Embedding

Word2Vec

Efficient neural method for learning word embeddings using skip-gram or CBOW objectives, published by Mikolov et al. in 2013.
Word Embedding

Dense vector representation of a word in low-dimensional space, capturing semantic and syntactic relationships.
SPLADE

Sparse Lexical and Expansion Embeddings; learns sparse embeddings compatible with inverted indexes while capturing semantic understanding.
Sentence Embedding

Dense vector representation of a sentence or passage, aggregating token information into a single low-dimensional vector that preserves semantic meaning.
Matryoshka Representation Learning

Training method where prefixes of a vector are also useful embeddings; enables efficient storage and search at multiple granularities.

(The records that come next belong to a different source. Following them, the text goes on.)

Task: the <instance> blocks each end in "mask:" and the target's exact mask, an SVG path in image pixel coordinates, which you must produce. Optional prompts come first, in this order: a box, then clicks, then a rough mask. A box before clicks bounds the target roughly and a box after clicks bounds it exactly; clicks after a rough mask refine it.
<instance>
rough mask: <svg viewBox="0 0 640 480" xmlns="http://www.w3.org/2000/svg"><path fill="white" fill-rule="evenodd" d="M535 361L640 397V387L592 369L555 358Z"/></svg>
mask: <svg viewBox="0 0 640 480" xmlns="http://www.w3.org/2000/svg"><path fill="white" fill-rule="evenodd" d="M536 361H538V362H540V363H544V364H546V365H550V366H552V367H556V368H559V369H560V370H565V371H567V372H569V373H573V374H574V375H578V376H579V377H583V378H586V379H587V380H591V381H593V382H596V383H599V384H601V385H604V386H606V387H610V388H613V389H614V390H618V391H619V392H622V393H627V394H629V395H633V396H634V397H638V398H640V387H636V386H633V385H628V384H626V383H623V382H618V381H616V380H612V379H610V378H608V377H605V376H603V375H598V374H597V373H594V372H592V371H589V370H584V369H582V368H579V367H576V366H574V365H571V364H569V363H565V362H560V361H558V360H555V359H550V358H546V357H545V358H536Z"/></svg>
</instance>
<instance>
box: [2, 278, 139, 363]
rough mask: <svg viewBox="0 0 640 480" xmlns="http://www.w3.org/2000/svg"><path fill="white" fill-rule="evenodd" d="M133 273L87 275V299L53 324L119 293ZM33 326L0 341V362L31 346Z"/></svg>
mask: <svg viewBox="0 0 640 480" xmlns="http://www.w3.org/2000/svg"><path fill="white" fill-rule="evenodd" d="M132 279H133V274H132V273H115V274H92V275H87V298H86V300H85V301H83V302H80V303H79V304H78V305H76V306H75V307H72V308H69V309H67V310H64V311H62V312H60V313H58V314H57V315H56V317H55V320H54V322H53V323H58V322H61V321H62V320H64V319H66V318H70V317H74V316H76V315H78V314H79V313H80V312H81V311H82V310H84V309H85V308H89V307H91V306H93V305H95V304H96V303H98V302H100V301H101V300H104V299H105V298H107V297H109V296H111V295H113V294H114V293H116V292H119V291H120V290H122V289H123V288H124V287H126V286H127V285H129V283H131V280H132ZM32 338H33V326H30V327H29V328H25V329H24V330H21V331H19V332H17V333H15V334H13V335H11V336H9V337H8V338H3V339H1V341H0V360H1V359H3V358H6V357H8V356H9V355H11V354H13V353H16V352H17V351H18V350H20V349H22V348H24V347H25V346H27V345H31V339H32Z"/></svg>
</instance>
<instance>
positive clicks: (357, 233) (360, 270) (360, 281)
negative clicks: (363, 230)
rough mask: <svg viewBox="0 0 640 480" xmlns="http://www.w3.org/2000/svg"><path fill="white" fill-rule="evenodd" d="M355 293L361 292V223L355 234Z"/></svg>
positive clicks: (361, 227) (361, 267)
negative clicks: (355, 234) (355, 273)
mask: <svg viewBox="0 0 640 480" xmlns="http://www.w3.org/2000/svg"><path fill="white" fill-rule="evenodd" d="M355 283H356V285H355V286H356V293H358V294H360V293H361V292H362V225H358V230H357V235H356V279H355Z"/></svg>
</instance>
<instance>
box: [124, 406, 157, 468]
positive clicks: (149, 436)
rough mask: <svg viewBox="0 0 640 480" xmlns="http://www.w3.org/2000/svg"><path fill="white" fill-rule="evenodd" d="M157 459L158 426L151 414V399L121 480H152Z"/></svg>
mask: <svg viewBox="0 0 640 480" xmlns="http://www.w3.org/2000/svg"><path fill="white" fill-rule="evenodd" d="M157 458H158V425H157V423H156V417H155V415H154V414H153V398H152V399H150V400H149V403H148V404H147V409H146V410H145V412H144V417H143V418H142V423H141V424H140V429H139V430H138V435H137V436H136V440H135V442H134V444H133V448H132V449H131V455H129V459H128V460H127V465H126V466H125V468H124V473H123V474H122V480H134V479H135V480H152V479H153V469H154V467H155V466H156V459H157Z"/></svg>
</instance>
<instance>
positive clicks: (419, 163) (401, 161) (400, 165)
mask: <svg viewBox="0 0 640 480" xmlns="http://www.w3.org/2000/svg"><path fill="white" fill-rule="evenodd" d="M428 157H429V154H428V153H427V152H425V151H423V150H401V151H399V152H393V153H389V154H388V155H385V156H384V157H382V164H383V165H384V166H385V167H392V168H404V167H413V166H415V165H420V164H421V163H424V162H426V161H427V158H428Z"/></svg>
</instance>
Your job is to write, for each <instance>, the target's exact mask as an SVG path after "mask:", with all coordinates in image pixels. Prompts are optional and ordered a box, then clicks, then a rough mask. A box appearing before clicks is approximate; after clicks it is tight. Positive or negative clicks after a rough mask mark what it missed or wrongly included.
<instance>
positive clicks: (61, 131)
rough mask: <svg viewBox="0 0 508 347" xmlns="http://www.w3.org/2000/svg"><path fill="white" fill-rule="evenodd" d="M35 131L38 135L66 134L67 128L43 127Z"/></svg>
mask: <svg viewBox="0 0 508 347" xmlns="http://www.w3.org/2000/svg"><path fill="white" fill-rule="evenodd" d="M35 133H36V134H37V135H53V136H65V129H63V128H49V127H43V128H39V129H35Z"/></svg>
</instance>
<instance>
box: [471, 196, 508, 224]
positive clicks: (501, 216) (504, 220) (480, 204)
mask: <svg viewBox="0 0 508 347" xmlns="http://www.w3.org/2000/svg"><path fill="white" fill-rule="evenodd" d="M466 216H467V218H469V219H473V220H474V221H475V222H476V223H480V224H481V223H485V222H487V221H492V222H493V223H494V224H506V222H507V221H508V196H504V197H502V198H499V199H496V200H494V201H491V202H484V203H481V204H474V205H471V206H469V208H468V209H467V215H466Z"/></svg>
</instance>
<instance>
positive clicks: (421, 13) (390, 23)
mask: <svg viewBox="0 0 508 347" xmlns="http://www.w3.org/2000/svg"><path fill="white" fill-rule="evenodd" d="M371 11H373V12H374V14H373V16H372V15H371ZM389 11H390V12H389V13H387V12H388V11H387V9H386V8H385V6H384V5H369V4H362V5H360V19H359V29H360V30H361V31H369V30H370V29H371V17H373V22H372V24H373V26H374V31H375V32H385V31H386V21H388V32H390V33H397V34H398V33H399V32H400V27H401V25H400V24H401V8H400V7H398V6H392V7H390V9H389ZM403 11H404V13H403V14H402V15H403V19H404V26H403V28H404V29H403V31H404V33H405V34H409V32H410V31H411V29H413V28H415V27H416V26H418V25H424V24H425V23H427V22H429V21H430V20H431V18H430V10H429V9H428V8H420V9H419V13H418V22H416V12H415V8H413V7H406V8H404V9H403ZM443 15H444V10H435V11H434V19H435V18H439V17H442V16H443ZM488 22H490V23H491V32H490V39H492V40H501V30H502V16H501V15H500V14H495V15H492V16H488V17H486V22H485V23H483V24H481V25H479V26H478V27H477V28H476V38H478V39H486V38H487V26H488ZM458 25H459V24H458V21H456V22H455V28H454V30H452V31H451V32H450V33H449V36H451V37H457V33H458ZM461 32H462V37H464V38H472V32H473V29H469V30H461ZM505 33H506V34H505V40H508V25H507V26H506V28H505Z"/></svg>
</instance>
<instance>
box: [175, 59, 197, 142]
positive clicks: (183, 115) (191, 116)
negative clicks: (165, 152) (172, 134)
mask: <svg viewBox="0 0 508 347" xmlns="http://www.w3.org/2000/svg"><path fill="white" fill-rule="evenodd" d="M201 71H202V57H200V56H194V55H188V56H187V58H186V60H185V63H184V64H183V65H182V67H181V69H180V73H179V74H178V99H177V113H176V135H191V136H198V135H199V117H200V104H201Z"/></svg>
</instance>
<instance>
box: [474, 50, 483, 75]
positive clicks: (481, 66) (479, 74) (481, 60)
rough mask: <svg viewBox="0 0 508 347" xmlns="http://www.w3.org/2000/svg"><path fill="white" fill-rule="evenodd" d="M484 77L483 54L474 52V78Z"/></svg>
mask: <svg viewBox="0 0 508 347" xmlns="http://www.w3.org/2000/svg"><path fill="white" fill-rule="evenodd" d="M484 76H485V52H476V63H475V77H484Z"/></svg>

Abbreviated MRL.
GloVe

Global Vectors for Word Representation; combines matrix factorization of word co-occurrence statistics with local context windows for learning embeddings.
fastText

Word embedding method using character n-grams to handle out-of-vocabulary words and morphological variants; published by Bojanowski et al. in 2017.
Dot Product Similarity

Inner product of two vectors; equivalent to cosine similarity when vectors are unit-normalised; fast to compute in dense retrieval.
Dense Retrieval

Retrieval method using nearest-neighbour search over dense embedding vectors; contrasts with inverted-index sparse retrieval like BM25.
ColBERT

Contextualized Late Interaction over BERT; late-interaction ranking using per-token embeddings with MaxSim scoring for efficient dense retrieval.
Bi-Encoder

Neural architecture encoding query and document independently into separate embeddings, enabling fast retrieval via approximate nearest-neighbour search.